Europe must launch a 'fast energy' programme to power AI
European Council on Foreign Relations
· April 01, 2026
· ✓ verified
The European Council on Foreign Relations (ECFR) paper by Nicu Popescu and Alan Riley calls for a comprehensive “fast energy” programme to accelerate permitting, grid buildout and deployment of clean and firm power across the EU to enable AI and protect competitiveness.
- Main announcement/action: The ECFR authors propose a fast energy programme focused on faster permitting (use/adoption of Article 122 measures), faster grid buildout, and faster deployment of clean and firm power; recommended actions include convening a small high-powered EU/member-state group to unblock legal and administrative barriers and consider additional financial/regulatory support. Key concrete elements: use all technologies (nuclear, CCGTs, near-to-market battery storage, renewables), draw on Article 122 emergency permitting, and explore co-financing of nuclear by tech firms; timelines/examples cited include Britain’s Fingleton regulatory review (launched April, reported December) and proposed 15–20 year long-term gas contracts.

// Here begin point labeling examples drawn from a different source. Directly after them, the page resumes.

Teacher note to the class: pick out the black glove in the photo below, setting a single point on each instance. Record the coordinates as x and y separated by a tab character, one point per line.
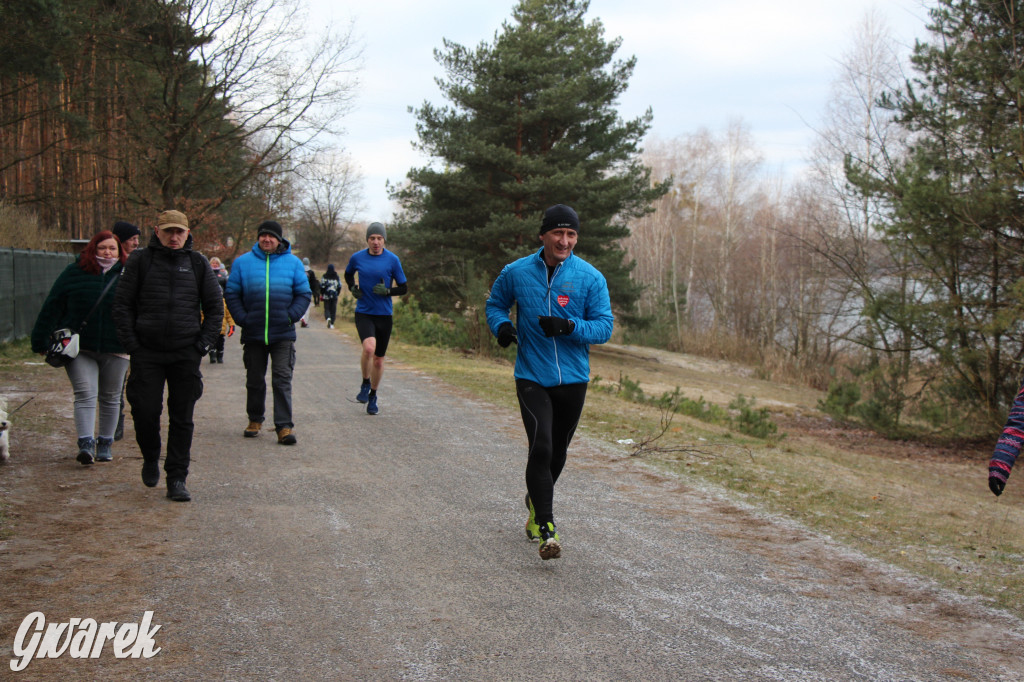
507	335
555	326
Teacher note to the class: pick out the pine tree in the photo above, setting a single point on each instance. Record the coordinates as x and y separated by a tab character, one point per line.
531	123
955	212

- Background and details: The paper documents comparative capacity and investment examples—US “Stargate” ~ $500bn envisaged for hyperscale AI sites, UBS and investment-bank estimates of annual data-center investment approaching ~$500bn by the late-2020s, and energy figures such as AI-related electricity estimates of 165–325 TWh by 2028; it highlights price data (energy spike to €340 per MWh in Aug 2022 and ETS carbon price €70–€80 /tCO2 in 2025) and recommends ETS review, market mechanisms (PPAs/CfDs), supply diversification and scaling manufacturing (e.g., CCGTs) to shorten delivery timelines.